I found that using tensorrt for inference takes more time than using tensorflow directly on GPU for big model.

when i use tensorrt to infer a 720 video and it takes 600ms per frames. The Memory-Usage is 5185MiB/24478Mib.

when i use tensorflow directly on GPU to infer a 720 video and it takes 236ms per frames. The Memory-Usage is 23370MiB/24478Mib.

it sinces tensorrt did not make full use of memory?

#include "tveModelSR.h"

namespace TVE {

tveModelSR::tveModelSR(const std::string& tve_name, nvinfer1::DataType type,
		int n, int c, int h, int w, int s):tveModelBase(tve_name, type, n, c, h, w), scale(s) {
	// TODO Auto-generated constructor stub
	use_times=0;
	n_frames=0;
}

tveModelSR::~tveModelSR() {
	// TODO Auto-generated destructor stub
	printf("sr_model: times:%.2fms\n", use_times/n_frames);
}


int tveModelSR::execute(int batch_n, void* input_cuda_buffer, void* output_cuda_buffer, cudaStream_t stream) {
	if(!is_init) {
		log_ctx.append("ctx is not inited,");
		return -1;
	}
	
	// set buffer
	void* buffers[2];
	int y_input_index=engine->getBindingIndex(info.input_name.c_str());
	int y_output_index=engine->getBindingIndex(info.output_name.c_str());
	buffers[y_input_index]=input_cuda_buffer; 
	buffers[y_output_index]=output_cuda_buffer;
	
	// start Infer
	auto time_start = std::chrono::high_resolution_clock::now();
	if(!context->enqueue(batch_n, &buffers[0], stream, nullptr)) {
		log_ctx.append("execute context fail,");
		return -5;
	}
	cudaStreamSynchronize(stream);
	
	// sum times
	use_times += std::chrono::duration<float, std::milli>(std::chrono::high_resolution_clock::now() - time_start).count();
	++n_frames;

	return 0;
}

} /* namespace TVE */

The context is inited outside and the buffer, the stream is public variable outside.
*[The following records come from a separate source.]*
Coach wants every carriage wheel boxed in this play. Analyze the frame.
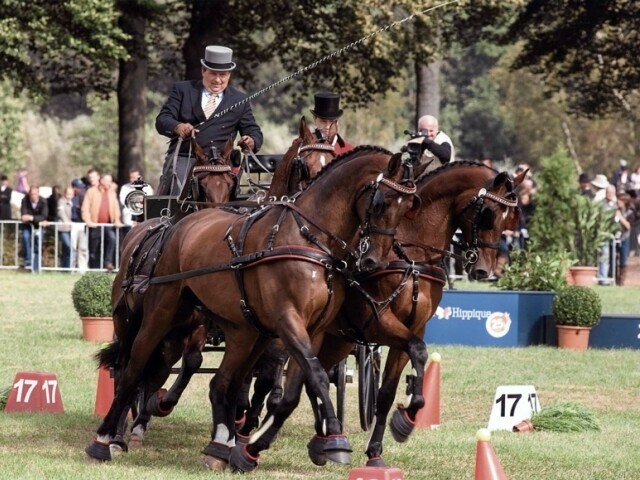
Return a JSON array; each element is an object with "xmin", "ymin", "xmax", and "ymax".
[
  {"xmin": 332, "ymin": 359, "xmax": 347, "ymax": 428},
  {"xmin": 357, "ymin": 344, "xmax": 381, "ymax": 431}
]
I don’t know how to solve this problem.

PS: This model is a super resolution model and has 20 conv layers.

Maybe the problem is caused by the op tf.layers.conv2d_transpose.

I try to modyfy the output channels of tf.layers.conv2d_transpose and the infer’s times is gone down.
why is that?
Is TRT not suited to the op conv2d_transpose?